We validate our approach through numerical simulations with a quadrotor model having inertia parameters $J_{xx} = 0.039\, \text{kg·m}^2$, $J_{yy} = 0.039\, \text{kg·m}^2$, and $J_{zz} = 0.071\, \text{kg·m}^2$. The desired trajectory is $\Theta_d = [0.3\sin(t), 0.3\cos(t), 0]^T$ rad, and disturbances are set as $d = [0.1\sin(t), 0.1\cos(t), 0]^T$ N·m. The APPF parameters are $\rho_{0,i} = 1.55$, $\rho_{\infty,i} = 0.15$, $\sigma_i = 0.5$, $T_i = 8$ s, and $T_0 = 10$ s, with $\kappa_{1i} = 0.2$ and $\kappa_{2i} = 0.5$. Control gains are chosen as $c_1 = 5.77$, $c_2 = 12.47$, $l_1 = 5.65$, $l_2 = 1.87$, and $\nu = 3.75$. The table below summarizes the key parameters used in the simulation:
| Parameter | Value | Description |
|---|---|---|
| $J_{xx}$, $J_{yy}$, $J_{zz}$ | 0.039, 0.039, 0.071 kg·m² | Quadrotor inertia moments |
| $\rho_{0,i}$ | 1.55 rad | Initial performance bound |
| $\rho_{\infty,i}$ | 0.15 rad | Steady-state error bound |
| $T_i$ | 8 s | Appointed convergence time |
| $c_1$, $c_2$ | 5.77, 12.47 | Control gains |
| $\nu$ | 3.75 | Command filter parameter |
The simulation results demonstrate that the quadrotor’s attitude errors converge to zero within the specified time $T_i$, with all signals remaining bounded. The command filter effectively smooths the control input, reducing noise impact. Compared to existing methods, our approach eliminates initial condition limitations and provides faster convergence. For instance, the pitch angle error $\delta_{1\theta}$ is constrained within $[-\kappa_{1\theta} \rho_\theta(t), \kappa_{2\theta} \rho_\theta(t)]$ throughout the transition, achieving the prescribed performance without overshoot.

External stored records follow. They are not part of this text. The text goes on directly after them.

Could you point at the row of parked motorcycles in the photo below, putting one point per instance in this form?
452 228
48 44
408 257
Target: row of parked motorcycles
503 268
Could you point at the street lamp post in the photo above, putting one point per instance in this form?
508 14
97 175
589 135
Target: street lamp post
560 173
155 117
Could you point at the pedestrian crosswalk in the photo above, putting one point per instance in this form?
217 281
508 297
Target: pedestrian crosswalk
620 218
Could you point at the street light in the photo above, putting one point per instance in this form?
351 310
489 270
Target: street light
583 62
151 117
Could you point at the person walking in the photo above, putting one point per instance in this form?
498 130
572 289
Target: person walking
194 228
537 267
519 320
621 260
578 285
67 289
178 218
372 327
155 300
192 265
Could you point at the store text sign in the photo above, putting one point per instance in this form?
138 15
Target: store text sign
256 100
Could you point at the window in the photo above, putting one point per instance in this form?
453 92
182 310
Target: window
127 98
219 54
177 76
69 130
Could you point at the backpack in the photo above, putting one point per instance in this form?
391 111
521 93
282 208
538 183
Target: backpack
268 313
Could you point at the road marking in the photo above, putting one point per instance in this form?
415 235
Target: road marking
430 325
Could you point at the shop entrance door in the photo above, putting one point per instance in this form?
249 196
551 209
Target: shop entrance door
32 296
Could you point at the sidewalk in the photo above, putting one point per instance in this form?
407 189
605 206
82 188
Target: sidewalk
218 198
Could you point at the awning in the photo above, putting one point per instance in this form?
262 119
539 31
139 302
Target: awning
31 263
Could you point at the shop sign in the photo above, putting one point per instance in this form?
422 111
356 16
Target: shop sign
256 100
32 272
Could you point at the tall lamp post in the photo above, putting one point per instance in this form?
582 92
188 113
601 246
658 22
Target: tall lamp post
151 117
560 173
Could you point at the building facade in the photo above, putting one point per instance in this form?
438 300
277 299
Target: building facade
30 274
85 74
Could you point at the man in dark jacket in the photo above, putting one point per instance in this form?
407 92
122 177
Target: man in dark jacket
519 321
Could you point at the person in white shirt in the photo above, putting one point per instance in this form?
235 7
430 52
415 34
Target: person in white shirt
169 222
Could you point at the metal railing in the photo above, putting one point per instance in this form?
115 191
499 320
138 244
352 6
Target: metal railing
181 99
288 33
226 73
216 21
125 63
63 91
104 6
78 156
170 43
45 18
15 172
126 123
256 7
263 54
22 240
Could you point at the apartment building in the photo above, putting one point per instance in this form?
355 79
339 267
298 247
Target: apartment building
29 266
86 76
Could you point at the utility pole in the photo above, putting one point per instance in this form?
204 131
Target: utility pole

In conclusion, we have developed an appointed-time prescribed performance control scheme for quadrotor UAVs that guarantees attitude tracking with user-defined transient and steady-state performance. The integration of command filtering and error transformation enhances robustness and simplifies implementation. Future work will focus on refining the performance functions to minimize overshoot and extending the strategy to trajectory tracking in real-world quadrotor applications.